Mini Review Volume 18 Issue 1
1State Nodal Officer (Emergency &Trauma Services), Department of Medical Education, India
2Professor, Department of Emergency Medicine, RMLIMS, India
Correspondence: LD Mishra, State Nodal Officer (Emergency &Trauma Services), Department of Medical Education, Govt of UP, Lucknow, India
Received: September 22, 2025 | Published: February 25, 2026
Citation: Mishra LD, Ratan R. Developing and integrating emergency & trauma services: Indian perspective. J Anesth Crit Care Open Acce. 2026;18(1):23-24. DOI: 10.15406/jaccoa.2026.18.00645
As about 15% of all patients visiting any teaching hospital are having an emergency or trauma condition. Emergency conditions; including, Maternal, Pediatric& Traumatic Emergencies etc, are the leading causes of death and disabilities in India. Road Traffic Accidents (RTAs) alone is contributing to over 1.5 Lakh deaths annually in India.1 Unfortunately, RTAs mostly affect the young persons, who often are sole bread earners of their families, leading to large socio-economical implications. It has been well documented that about 30% of all admissions in Emergency Departments (ED) are due to Trauma related issues.2 Though, many trauma victims may not need any immediate surgical interference, except control of external hemorrhage, limb immobilization, wound stitches, or sometimes ICD etc, yet they often require continuous Medical Care, including ICU care. Many other emergency patients too often require ICU care at varying period of their stay in Emergency ward. It has been reported that over 26% of patients admitted in emergency wards, including traumatic emergencies require admissions in ICU.3 Obviously, EDs serve a pivotal role in the continuum of care for critically ill patients from the pre-hospital environment to the definitive setting of an intensive care unit (ICU).

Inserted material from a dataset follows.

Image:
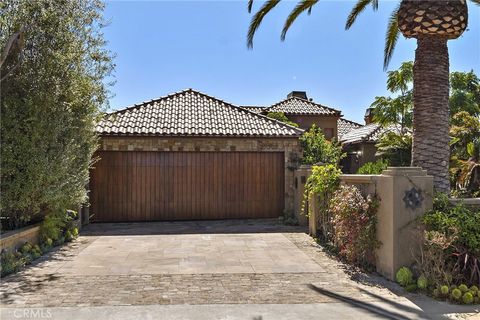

Moreover, it is also a reality that sending/ shifting patients to some other location even in the same hospital may take time, due to human factor, uncertainty of electricity supply, logistics and many more issues, causing added risk to patient’s safety. More importantly, most Govt as well as private Medical Institutions are currently facing severe shortage of trained manpower, especially in the thickly populated Uttar Pradesh, which is likely to continue in future too. In the given scenario we should try to integrate our all acute care services at one place, as “more scattered we stand, more divided we are”. Thus, we need to not only integrate our all our trauma related care with non-traumatic emergency care, but also need to provide ICU care, which should be considered as integral to Emergency & Trauma Care.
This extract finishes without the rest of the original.